Ils n’ont visiblement rien perdu de leur énergie. Quand The Offspring, l’un des leaders de la scène punk-rock des années quatre-vingt-dix, aux côtés des Nirvana, Red Hot Chili Peppers, a pris d’assaut la Citadelle, les festivaliers ont tout de suite compris que le moment serait fort. Le toujours mi-black mi-peroxydé « Noodles », guitariste du groupe, subit peut être le poids des ans, il n’en reste pas moins cet interprète virtuose que personne ne saurait contester. Quant à Dexter Holland, il est toujours aussi charismatique. Le set enchaîne les succès. « You’re gonna go far kid », « Comme out and play », « Why don’t you get a job »… ils n’en manquaient aucun. De quoi faire verser des petites larmes d’émotion joyeuse aux trentenaires qui assuraient l’essentiel des premiers rangs au pied de la scène. Les californiens ont joué sans temps mort. La journée était décidément très belle.
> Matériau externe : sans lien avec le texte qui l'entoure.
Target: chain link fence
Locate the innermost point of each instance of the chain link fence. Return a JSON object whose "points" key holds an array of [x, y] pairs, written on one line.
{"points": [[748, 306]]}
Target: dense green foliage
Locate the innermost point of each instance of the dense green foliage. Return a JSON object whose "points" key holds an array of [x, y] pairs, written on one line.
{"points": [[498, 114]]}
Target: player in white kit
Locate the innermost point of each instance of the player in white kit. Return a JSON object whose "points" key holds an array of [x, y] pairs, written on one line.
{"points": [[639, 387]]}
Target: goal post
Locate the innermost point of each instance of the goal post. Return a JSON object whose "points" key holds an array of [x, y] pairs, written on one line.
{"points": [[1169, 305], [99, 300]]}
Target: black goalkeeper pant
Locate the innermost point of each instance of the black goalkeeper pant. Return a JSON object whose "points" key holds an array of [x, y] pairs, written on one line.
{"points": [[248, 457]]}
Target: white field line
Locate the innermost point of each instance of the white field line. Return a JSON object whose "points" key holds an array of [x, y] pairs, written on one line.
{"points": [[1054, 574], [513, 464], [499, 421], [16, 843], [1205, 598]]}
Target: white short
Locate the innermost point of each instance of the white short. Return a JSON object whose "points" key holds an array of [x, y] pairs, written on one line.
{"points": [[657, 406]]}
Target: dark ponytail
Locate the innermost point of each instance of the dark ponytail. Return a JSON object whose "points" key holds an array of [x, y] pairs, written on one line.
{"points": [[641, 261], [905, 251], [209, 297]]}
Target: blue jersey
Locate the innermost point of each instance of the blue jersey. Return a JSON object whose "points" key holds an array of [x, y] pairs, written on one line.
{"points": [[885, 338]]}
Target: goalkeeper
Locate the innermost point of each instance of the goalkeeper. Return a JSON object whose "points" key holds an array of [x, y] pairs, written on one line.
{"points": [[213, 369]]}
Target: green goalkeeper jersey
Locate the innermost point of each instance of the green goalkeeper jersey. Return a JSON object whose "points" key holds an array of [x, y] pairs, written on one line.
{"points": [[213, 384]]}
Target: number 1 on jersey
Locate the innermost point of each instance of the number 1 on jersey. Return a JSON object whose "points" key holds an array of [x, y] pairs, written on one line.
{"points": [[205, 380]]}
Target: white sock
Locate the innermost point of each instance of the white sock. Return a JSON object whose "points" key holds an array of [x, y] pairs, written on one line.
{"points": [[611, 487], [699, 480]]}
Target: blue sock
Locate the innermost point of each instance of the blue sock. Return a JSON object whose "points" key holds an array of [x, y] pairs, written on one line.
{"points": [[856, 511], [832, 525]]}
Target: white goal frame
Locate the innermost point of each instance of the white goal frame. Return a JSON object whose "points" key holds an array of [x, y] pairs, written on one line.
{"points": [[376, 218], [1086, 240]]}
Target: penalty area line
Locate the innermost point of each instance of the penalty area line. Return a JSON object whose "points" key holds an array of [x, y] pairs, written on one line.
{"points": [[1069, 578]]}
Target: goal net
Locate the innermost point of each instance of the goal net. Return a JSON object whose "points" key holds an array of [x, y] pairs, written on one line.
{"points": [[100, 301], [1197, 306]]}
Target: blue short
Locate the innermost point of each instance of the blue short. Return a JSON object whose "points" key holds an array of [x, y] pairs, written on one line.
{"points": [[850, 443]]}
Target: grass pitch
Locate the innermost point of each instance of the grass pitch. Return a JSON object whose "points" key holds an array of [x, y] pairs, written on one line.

Pour la douceur (et la jeunesse), c’est vers la Green Room qu’il fallait se tourner. Marina Kaye (révélée par « La France a un incroyable talent ») a pris le recul nécessaire après sa soudaine médiatisation et c’est avec une belle sagesse doublée d’une vraie maturité qu’elle défend son premier album. Incroyablement à l’aise sur scène, entourée de musiciens de talent, la jeune femme a une voix unique et sait imposer son univers à des fans qui se comptent désormais par milliers.

Enfin, attendus parce que toujours aussi spectaculaires et complices quand ils partagent la scène, Macklemore et Ryan Lewis ont électrisé la Main Stage avant que Birdy Nam Nam ne vienne conclure la journée. Les deux compères américains étaient très attendus et certains avaient même fait le chemin de très loin pour les entendre à l’occasion de cette unique escale française. Le rappeur de Seattle et le DJ également producteur ne les ont pas déçus. Jaillissant sur scène les bras levés, Ryan Lewis a fait entendre ses premières notes juste au moment où Macklemore le rejoignait tel un zébulon farceur, souriant et déversant ses mots avec un rythme qui n’appartient qu’ à lui. Dévalant l’avancée qui a été greffée à la scène, le rappeur ne cache pas sa joie et avec un sens du « savoir plaire » bien showman, il affirme même que « la France est son pays préféré », propos qui évidemment déclenchent l’enthousiasme que l’on devine. Alors que les tubes se succèdent, on comprend mieux comment ces deux là ont pu glaner quatre Grammy Awards, vendre des millions d’albums et se produire depuis dans les plus grands festivals internationaux.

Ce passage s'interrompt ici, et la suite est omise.